The new species is separable from Ophiotaenia species found in African snakes in the followings: This species is marked by (1) a transverse slit-like structure in the anterior margin of each sucker which could be recognized as the opening of gland cells located posteromedially to the suckers, (2) the tumuli formed by the apocrine-type secretion of gland cells which are abundant in the proliferative zone as also observed in the whole strobila, and (3) the digital projections on the embryophore.
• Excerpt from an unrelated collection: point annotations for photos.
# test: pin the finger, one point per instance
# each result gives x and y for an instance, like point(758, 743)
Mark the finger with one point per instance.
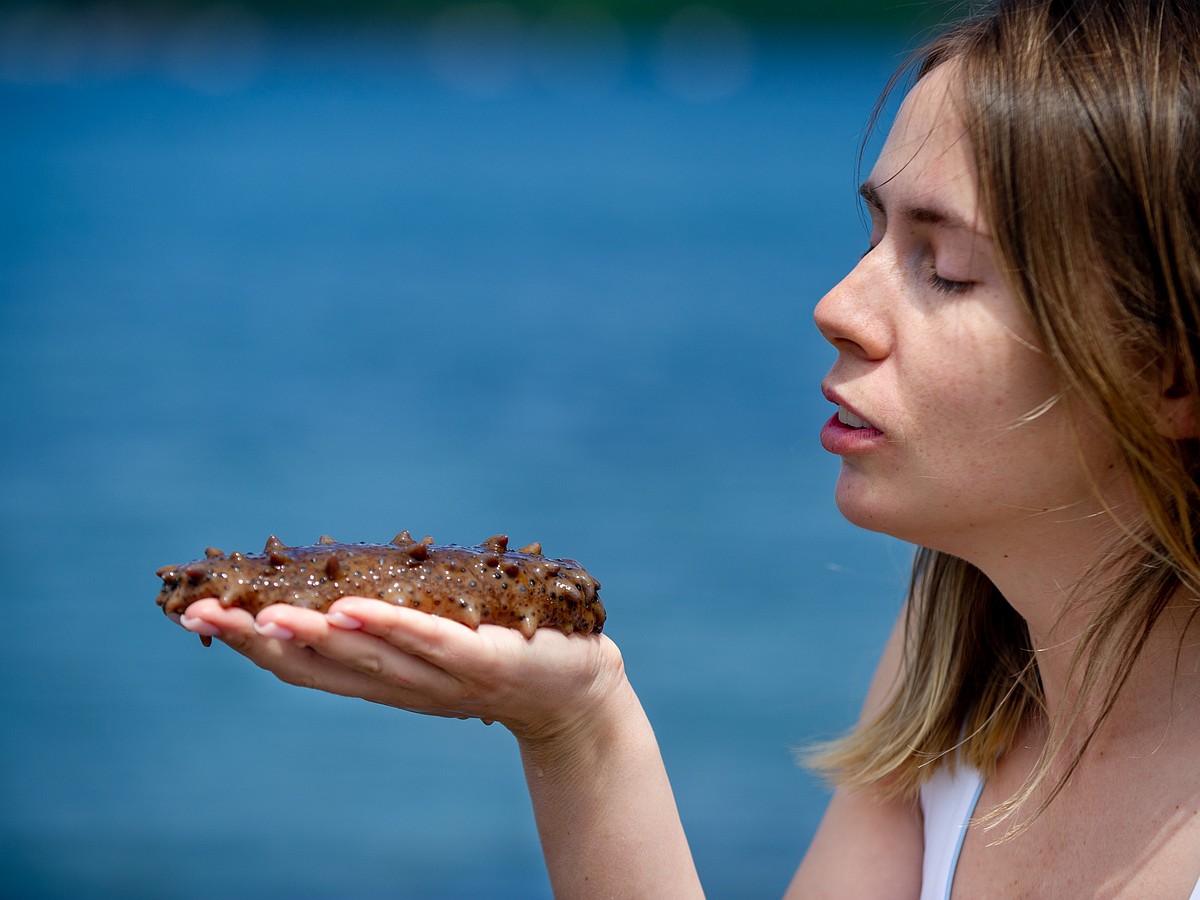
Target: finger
point(441, 641)
point(358, 651)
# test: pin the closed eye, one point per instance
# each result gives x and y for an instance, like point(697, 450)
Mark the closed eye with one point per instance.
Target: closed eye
point(946, 286)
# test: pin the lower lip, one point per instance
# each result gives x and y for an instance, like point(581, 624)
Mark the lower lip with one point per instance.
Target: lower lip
point(839, 438)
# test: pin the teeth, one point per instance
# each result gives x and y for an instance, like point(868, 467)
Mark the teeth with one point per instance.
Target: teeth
point(846, 418)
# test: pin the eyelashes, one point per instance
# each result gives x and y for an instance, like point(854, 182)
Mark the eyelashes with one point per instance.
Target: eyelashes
point(941, 285)
point(946, 286)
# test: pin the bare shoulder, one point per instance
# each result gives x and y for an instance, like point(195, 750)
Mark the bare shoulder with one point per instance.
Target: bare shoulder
point(865, 846)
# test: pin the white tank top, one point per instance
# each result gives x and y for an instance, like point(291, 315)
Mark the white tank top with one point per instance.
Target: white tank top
point(948, 801)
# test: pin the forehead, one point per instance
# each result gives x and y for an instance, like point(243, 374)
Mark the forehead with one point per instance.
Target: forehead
point(927, 159)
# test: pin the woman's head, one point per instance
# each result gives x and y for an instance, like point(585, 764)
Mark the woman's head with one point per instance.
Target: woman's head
point(1084, 119)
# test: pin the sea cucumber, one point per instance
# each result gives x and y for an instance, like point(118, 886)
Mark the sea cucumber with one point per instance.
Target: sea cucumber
point(483, 585)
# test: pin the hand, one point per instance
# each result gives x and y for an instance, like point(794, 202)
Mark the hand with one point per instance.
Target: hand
point(538, 688)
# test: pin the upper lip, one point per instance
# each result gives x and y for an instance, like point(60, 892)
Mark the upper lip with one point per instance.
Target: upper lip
point(839, 401)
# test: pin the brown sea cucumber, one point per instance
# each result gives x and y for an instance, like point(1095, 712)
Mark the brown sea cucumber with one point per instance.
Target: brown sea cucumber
point(483, 585)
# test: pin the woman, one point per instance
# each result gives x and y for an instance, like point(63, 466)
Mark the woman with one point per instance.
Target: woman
point(1017, 390)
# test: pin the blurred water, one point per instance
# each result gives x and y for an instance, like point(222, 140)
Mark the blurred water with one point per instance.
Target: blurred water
point(336, 291)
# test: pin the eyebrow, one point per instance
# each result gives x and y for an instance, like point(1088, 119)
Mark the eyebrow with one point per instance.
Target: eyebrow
point(921, 214)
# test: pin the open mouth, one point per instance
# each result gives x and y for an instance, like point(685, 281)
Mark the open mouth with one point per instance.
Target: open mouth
point(847, 418)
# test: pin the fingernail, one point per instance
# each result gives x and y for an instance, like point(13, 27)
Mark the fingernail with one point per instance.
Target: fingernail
point(270, 629)
point(340, 619)
point(199, 627)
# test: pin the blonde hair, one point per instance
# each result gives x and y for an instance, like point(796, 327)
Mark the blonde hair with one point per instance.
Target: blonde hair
point(1085, 124)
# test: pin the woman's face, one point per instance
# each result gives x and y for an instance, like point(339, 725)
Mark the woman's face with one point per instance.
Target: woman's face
point(949, 427)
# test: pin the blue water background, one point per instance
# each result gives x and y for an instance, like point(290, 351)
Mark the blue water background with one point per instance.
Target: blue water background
point(341, 294)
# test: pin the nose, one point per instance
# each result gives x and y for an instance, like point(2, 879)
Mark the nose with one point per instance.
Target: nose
point(852, 316)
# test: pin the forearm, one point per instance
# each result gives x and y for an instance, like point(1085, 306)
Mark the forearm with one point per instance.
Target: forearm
point(605, 810)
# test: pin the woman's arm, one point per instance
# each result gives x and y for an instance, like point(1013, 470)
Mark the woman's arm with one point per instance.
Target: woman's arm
point(604, 807)
point(867, 846)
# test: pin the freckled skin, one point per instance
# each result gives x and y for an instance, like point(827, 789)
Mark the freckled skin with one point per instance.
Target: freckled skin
point(483, 585)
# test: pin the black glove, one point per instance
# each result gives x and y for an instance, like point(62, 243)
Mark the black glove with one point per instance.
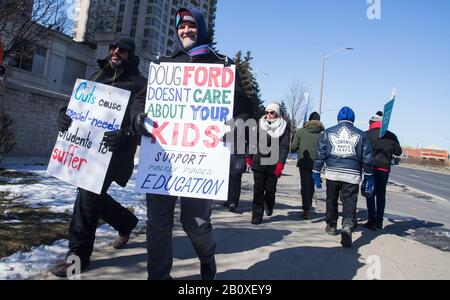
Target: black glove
point(139, 125)
point(64, 121)
point(115, 140)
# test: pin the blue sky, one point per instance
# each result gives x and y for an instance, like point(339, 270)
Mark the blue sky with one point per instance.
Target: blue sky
point(409, 48)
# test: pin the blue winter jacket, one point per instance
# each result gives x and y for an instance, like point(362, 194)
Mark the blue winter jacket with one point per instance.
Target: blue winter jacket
point(346, 151)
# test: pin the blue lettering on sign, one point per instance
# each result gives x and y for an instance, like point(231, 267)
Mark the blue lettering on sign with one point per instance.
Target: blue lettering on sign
point(80, 94)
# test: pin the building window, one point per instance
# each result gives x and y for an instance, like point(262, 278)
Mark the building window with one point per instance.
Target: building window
point(29, 59)
point(73, 69)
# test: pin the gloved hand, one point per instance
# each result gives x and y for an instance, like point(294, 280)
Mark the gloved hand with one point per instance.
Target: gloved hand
point(317, 179)
point(139, 125)
point(249, 161)
point(64, 121)
point(278, 169)
point(117, 139)
point(368, 186)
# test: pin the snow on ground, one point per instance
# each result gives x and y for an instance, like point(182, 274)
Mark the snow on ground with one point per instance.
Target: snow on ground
point(59, 197)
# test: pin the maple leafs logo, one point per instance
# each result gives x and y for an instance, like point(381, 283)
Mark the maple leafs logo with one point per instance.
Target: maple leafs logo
point(344, 143)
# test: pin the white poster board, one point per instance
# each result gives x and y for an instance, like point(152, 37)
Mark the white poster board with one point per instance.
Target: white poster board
point(187, 106)
point(79, 156)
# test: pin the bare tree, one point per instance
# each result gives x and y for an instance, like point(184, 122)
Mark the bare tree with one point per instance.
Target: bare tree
point(25, 23)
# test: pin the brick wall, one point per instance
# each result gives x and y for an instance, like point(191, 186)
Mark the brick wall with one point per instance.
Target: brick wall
point(34, 113)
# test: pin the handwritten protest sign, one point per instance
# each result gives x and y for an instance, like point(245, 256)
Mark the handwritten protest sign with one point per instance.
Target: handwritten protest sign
point(79, 156)
point(187, 106)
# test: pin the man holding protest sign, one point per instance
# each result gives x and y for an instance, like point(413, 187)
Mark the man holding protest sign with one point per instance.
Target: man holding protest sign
point(194, 48)
point(120, 70)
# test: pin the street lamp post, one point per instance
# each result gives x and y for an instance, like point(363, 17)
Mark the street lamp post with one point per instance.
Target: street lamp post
point(323, 74)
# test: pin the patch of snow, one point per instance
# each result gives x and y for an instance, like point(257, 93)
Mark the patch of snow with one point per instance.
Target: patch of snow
point(59, 197)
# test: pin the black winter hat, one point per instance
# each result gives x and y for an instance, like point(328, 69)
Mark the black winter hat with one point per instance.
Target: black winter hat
point(125, 42)
point(314, 117)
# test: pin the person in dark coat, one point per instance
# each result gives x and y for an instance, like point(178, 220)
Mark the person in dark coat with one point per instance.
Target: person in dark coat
point(194, 47)
point(384, 149)
point(274, 130)
point(120, 70)
point(305, 142)
point(347, 152)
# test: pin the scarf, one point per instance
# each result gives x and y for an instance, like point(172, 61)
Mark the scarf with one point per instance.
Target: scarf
point(275, 128)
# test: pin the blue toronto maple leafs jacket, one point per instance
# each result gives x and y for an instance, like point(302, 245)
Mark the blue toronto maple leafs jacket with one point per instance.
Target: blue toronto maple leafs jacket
point(347, 153)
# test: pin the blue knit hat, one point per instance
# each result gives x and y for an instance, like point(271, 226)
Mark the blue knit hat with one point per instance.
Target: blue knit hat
point(346, 114)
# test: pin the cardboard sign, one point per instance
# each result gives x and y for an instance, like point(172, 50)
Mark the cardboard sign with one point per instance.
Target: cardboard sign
point(187, 106)
point(387, 113)
point(79, 156)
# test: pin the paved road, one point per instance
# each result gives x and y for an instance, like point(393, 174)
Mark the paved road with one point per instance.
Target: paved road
point(429, 182)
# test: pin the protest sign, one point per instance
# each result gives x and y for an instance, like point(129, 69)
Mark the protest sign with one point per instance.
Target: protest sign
point(187, 106)
point(79, 156)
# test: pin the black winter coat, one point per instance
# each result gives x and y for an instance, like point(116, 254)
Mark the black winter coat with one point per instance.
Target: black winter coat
point(384, 148)
point(127, 77)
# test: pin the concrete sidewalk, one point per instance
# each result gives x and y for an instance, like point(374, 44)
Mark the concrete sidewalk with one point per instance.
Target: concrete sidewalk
point(285, 246)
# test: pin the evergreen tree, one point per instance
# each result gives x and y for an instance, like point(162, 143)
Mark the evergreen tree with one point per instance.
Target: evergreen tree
point(249, 82)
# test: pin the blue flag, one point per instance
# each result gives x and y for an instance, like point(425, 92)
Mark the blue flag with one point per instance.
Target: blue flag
point(387, 117)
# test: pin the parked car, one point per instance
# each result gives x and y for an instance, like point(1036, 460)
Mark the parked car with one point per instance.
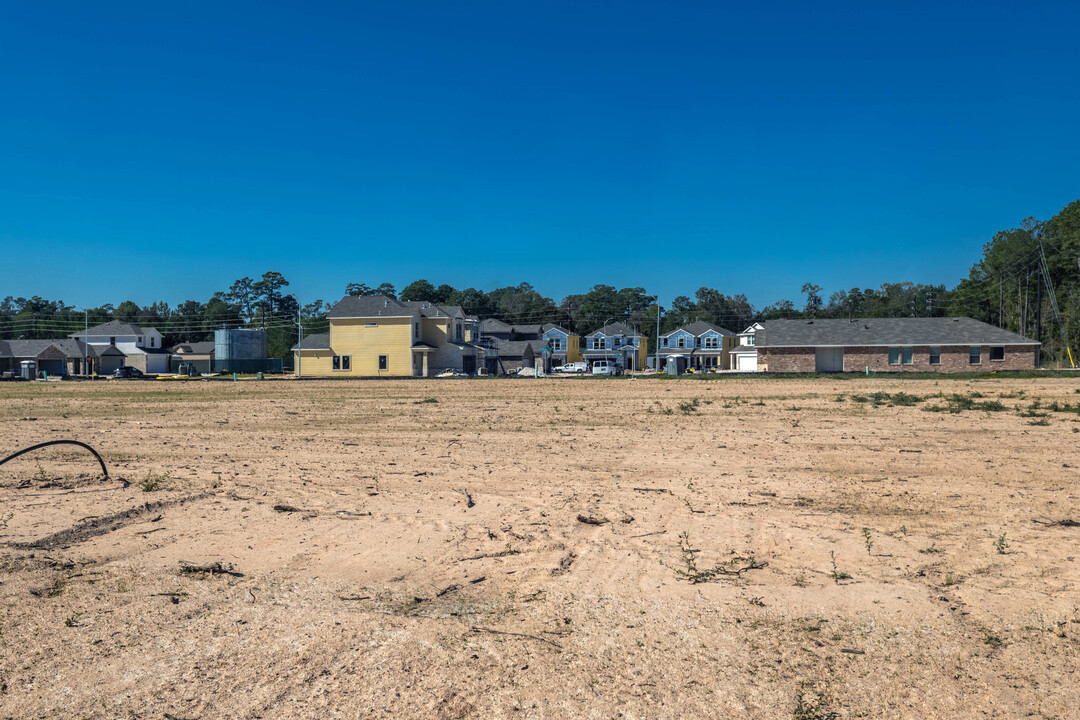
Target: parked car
point(571, 367)
point(604, 367)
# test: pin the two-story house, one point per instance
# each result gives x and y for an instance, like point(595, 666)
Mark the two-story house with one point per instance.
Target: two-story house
point(618, 343)
point(744, 355)
point(140, 345)
point(700, 345)
point(558, 345)
point(508, 348)
point(376, 336)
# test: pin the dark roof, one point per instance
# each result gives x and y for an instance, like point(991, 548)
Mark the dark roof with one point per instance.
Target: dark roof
point(67, 347)
point(493, 325)
point(314, 341)
point(885, 331)
point(554, 326)
point(431, 310)
point(112, 327)
point(369, 306)
point(204, 348)
point(514, 348)
point(616, 328)
point(700, 327)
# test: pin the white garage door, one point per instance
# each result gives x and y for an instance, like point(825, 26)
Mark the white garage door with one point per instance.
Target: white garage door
point(747, 363)
point(828, 360)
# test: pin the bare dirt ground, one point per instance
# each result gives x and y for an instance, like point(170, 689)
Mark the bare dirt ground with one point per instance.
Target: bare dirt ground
point(542, 548)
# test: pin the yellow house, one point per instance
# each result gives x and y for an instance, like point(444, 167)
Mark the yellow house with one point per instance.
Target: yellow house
point(617, 343)
point(378, 337)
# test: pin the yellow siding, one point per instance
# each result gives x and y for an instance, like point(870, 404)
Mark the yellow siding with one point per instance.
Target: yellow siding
point(314, 363)
point(434, 330)
point(389, 336)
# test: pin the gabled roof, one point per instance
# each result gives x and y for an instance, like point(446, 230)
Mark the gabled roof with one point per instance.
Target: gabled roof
point(493, 326)
point(547, 327)
point(113, 327)
point(700, 327)
point(314, 341)
point(615, 328)
point(65, 347)
point(882, 331)
point(370, 306)
point(431, 310)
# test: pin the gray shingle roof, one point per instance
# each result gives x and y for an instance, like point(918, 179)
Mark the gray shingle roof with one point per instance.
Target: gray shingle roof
point(616, 328)
point(112, 327)
point(370, 306)
point(315, 341)
point(700, 327)
point(68, 347)
point(885, 331)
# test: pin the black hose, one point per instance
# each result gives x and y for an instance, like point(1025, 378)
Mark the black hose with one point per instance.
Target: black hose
point(45, 445)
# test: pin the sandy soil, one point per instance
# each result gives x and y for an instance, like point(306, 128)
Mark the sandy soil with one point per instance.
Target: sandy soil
point(714, 585)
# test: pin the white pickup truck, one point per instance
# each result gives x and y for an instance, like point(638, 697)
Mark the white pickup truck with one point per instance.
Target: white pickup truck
point(571, 367)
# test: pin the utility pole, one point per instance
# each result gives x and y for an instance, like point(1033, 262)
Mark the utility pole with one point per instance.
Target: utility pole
point(659, 310)
point(1038, 324)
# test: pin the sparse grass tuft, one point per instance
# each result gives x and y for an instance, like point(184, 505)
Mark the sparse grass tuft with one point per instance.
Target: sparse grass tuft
point(151, 481)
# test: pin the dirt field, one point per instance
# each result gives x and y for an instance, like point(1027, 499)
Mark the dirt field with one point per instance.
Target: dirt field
point(542, 548)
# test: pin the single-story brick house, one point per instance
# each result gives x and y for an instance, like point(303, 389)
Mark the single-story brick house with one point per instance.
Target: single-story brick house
point(883, 344)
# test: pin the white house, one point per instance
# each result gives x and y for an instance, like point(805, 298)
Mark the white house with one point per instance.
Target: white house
point(140, 345)
point(744, 355)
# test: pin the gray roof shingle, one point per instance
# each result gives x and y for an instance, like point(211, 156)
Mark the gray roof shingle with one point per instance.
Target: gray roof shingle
point(880, 331)
point(314, 341)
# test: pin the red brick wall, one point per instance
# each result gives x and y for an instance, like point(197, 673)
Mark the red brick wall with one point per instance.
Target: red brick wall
point(954, 358)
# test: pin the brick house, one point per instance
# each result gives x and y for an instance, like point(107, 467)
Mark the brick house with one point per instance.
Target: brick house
point(891, 344)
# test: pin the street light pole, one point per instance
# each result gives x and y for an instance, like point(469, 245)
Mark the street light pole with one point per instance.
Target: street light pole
point(659, 310)
point(299, 342)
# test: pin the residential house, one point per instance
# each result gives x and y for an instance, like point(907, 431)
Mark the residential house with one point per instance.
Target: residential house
point(199, 354)
point(58, 357)
point(700, 345)
point(618, 343)
point(140, 345)
point(508, 348)
point(744, 355)
point(563, 345)
point(376, 336)
point(928, 344)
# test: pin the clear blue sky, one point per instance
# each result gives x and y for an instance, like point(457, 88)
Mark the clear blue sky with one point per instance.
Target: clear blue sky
point(158, 150)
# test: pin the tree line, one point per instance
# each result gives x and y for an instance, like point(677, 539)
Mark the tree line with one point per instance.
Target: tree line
point(1002, 288)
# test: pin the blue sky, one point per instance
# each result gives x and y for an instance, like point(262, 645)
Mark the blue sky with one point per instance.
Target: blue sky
point(161, 150)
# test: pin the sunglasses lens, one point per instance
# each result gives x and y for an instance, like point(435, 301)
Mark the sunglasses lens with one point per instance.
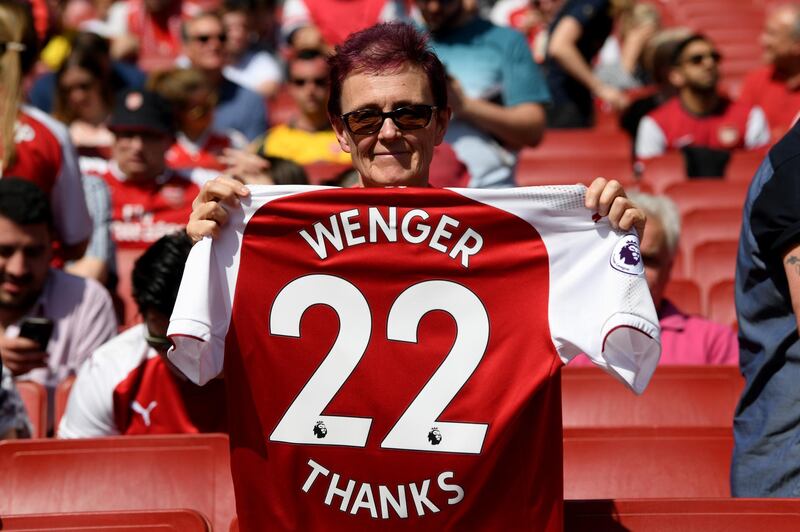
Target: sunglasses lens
point(364, 122)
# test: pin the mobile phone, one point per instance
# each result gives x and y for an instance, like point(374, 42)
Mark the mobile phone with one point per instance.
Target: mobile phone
point(37, 329)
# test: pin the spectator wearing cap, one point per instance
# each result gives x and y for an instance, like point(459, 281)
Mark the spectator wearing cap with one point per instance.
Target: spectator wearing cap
point(148, 199)
point(78, 309)
point(700, 120)
point(237, 108)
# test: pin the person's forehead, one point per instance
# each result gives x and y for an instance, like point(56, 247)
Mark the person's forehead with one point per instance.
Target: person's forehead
point(404, 86)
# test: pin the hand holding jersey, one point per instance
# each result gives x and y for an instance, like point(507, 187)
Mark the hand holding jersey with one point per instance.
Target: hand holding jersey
point(396, 353)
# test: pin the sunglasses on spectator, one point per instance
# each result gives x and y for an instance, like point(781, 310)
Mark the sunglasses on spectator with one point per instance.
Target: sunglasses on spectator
point(13, 46)
point(368, 121)
point(698, 59)
point(204, 38)
point(319, 82)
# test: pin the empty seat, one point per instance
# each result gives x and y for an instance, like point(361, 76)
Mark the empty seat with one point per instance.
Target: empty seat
point(708, 515)
point(711, 225)
point(62, 396)
point(685, 294)
point(153, 520)
point(120, 473)
point(721, 306)
point(34, 396)
point(647, 463)
point(706, 194)
point(677, 396)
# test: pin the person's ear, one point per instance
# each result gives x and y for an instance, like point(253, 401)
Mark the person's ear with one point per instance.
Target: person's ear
point(341, 134)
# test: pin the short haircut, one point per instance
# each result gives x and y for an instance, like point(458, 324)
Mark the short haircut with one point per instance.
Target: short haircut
point(681, 46)
point(665, 210)
point(24, 203)
point(385, 49)
point(157, 273)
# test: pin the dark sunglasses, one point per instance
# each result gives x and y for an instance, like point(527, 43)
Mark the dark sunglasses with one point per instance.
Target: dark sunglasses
point(368, 121)
point(13, 46)
point(319, 82)
point(697, 59)
point(205, 37)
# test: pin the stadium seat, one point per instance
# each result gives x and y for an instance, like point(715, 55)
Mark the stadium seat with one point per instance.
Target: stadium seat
point(132, 521)
point(713, 262)
point(125, 261)
point(569, 171)
point(707, 226)
point(721, 306)
point(34, 395)
point(678, 396)
point(699, 194)
point(685, 294)
point(647, 463)
point(706, 515)
point(62, 396)
point(118, 473)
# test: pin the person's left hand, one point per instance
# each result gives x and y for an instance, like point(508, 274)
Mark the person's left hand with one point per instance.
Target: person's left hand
point(607, 198)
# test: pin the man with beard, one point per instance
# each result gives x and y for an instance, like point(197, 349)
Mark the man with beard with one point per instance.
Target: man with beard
point(79, 309)
point(699, 119)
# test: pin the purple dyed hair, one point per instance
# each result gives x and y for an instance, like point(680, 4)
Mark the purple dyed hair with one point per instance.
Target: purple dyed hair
point(384, 49)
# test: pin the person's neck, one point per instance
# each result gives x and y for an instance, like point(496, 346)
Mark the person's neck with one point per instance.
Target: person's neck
point(312, 122)
point(699, 103)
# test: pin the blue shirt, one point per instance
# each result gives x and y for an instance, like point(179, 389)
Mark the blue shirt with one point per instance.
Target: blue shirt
point(495, 64)
point(766, 458)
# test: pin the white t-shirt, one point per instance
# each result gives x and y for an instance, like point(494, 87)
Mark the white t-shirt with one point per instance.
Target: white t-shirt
point(395, 353)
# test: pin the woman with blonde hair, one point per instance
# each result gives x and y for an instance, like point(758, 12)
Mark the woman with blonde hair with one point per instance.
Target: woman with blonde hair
point(35, 146)
point(198, 147)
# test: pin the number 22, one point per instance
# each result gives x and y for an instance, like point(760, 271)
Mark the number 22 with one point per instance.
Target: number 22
point(413, 430)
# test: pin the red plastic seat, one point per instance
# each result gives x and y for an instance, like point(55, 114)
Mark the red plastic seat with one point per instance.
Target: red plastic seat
point(721, 304)
point(700, 226)
point(713, 262)
point(647, 463)
point(707, 194)
point(678, 396)
point(153, 520)
point(120, 473)
point(62, 396)
point(34, 396)
point(659, 515)
point(685, 294)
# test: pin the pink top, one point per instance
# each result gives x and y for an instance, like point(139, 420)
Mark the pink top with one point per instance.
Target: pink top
point(690, 340)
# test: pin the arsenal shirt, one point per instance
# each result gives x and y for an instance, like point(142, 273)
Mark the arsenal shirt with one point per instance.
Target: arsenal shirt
point(392, 356)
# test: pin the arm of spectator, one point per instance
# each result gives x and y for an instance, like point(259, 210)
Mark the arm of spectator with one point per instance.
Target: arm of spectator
point(516, 126)
point(791, 264)
point(207, 213)
point(563, 48)
point(757, 134)
point(650, 139)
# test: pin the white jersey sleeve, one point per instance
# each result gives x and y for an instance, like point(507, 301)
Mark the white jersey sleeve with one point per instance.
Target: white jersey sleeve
point(90, 409)
point(200, 318)
point(599, 302)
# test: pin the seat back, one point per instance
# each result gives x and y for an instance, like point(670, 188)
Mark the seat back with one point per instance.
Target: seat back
point(34, 396)
point(708, 515)
point(120, 473)
point(647, 463)
point(677, 396)
point(133, 521)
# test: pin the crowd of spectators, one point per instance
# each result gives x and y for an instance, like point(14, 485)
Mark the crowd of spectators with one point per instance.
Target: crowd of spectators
point(115, 113)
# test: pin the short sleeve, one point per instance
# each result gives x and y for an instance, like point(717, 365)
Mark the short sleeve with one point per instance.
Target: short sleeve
point(522, 80)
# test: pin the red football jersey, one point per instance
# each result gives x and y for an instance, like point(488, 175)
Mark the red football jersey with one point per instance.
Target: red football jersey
point(143, 212)
point(392, 356)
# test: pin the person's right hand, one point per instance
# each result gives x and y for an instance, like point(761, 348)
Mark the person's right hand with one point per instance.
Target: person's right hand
point(20, 355)
point(207, 213)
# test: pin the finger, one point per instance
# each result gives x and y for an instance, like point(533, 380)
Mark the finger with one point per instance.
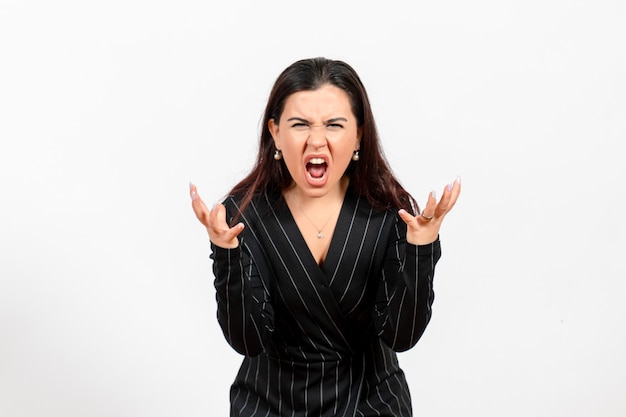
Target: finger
point(199, 208)
point(406, 216)
point(219, 231)
point(428, 213)
point(449, 197)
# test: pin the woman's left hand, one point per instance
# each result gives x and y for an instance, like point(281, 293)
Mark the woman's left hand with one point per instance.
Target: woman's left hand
point(424, 228)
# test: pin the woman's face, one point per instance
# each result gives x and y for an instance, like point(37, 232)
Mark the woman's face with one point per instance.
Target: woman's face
point(317, 134)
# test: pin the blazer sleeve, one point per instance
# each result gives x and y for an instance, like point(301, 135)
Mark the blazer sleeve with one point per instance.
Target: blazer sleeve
point(244, 309)
point(405, 295)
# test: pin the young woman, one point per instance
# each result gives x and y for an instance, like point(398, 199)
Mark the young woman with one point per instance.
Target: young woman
point(323, 266)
Ophiotaenia tessellata sp. n. can be distinguished from O. europaea Odening, 1963, both infecting Natrix tessellata, in the possession of a vaginal sphincter, smaller body width (1 versus 2.3 mm), fewer testes (65-135 versus 115-344), smaller ratio of ovary width to proglottis width (61-76% versus 86%) and lower relative size of the ovary (4.1% versus 12.7%) (see de Chambrier et al., 2012), in addition to different type of uterus formation (type 1 versus type 2, see de Chambrier et al., 2004b) (Table I).
Although O. tessellata sp. n. resembles O. georgievi de Chambrier et al., 2010 and O. lapata Rambeloson et al., 2012 infecting African colubrid snakes in the number of testes, the relative size of the cirrus sac, percent of ovary width to proglottis width and the presence of vaginal sphincter, it differs from both species in the scolex width and by the number of embryophore layers around the oncosphere, and from O. georgievi by the presence of digitiform projections on the external surface of the embryophore and from O. lapata by the absence of apical organ and fewer uterine diverticula (18-30 versus 41-68) (Tables I, III). The new species differs from O. congolensis Southwell and Lake, 1939 in the higher egg diameter (29-33 versus 15) and from O. crotaphopeltis Sandground, 1928, O. nybelini Hilmy, 1936 and sanbernardinensis Rudin, 1917 by a higher scolex width. It differs also from O. dubinini Freze and Scharpilo, 1965 and O. viperis (Beddard, 1913) in the position of the genital pore as well as by a lower percent of ovary width to proglottis width. O. tessellata sp. n. can be distinguished from O. faranciae (MacCallum, 1921), O. gilberti Ammann and de Chambrier, 2008 and O. joanae (de Chambrier and Paulino, 1997) by the absence of apical organ and by the scolex width. It differs from O. flava Rudin, 1917 and O. hyalina Rudin, 1917 by a narrower scolex width and the relative size of the cirrus sac but possesses a greater testes number. O. tessellata sp. n. can be differentiated from O. nankingensis Hsü, 1935 based on fewer testes (65-135 versus 147-166) and fewer uterine diverticula (18-30 versus 36-40) and from O. nattereri (Parona, 1901) and O. racemosa (Rudolphi, 1819) by a narrower scolex width. Finally, O. tessellata sp. n differs from O. paraguayensis Rudin, 1917 by a larger scolex width (300-370 versus 240), higher relative size of the cirrus sac (21-33% versus 12-19%), genital pore position to the proglottis length (41-51% versus 27-39%) and larger egg diameter (29-33 versus 21-24) and by fewer testes (65-135 versus 238-344) (Table I).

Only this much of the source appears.